Sets and HashMaps

IB Syllabus: B4.1.5 (HL) – Construct and apply sets as an ADT: unordered, unique elements; union, intersection, difference; check membership, add, remove, subset/superset. B4.1.6 (HL) – Explain the core principles of ADTs: hash tables (hashing functions, collision resolution, load factors); mechanics of sets; HashMap/HashSet in Java.

This page is HL only.


Key Concepts

So far you have built data structures where finding a value requires traversal – linked lists need O(n), and even balanced BSTs need O(log n). Hash-based structures take a fundamentally different approach: they compute the storage location directly from the value, giving O(1) average-case lookup.

Sets

A set is an unordered collection of unique elements. Adding a duplicate has no effect.

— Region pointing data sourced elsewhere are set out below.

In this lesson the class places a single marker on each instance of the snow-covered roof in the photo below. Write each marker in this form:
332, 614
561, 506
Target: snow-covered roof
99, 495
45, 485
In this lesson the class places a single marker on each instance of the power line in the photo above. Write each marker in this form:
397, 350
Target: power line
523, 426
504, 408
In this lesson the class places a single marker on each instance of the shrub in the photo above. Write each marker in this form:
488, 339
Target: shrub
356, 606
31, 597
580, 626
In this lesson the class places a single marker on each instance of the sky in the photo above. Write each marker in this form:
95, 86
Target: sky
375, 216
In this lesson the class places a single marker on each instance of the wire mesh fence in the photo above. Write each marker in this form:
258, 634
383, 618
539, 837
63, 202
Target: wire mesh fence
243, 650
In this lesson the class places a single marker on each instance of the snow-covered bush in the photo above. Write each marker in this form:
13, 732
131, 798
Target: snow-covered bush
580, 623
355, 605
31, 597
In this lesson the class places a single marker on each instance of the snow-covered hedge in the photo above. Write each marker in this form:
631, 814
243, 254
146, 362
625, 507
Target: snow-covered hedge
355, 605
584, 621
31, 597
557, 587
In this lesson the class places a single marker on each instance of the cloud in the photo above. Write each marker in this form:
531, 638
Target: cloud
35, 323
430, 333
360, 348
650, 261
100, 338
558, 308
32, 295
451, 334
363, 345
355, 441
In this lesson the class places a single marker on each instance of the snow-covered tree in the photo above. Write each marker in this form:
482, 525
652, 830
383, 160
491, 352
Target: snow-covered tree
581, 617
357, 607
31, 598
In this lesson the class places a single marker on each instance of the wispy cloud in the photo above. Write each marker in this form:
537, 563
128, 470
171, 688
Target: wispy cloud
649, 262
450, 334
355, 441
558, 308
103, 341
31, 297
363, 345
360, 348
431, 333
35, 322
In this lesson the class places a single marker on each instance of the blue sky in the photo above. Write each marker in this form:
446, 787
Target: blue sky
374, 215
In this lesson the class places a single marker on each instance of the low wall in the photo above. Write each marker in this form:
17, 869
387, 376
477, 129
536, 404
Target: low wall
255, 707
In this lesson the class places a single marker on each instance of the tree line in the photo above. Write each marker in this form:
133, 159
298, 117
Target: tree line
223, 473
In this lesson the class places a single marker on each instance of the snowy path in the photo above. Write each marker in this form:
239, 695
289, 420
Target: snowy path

Operation Java HashSet method Description
Add add(element) Insert element (ignored if already present)
Remove remove(element) Delete element
Contains contains(element) Check membership – returns true/false
Size size() Number of elements
Union addAll(otherSet) All elements from both sets
Intersection retainAll(otherSet) Only elements in both sets
Difference removeAll(otherSet) Elements in this set but not in the other

retainAll and removeAll modify the original set. If you need to keep the original, copy it first: HashSet<String> result = new HashSet<>(setA);

HashMaps

A HashMap stores key-value pairs. Each key maps to exactly one value. Keys must be unique; values can repeat.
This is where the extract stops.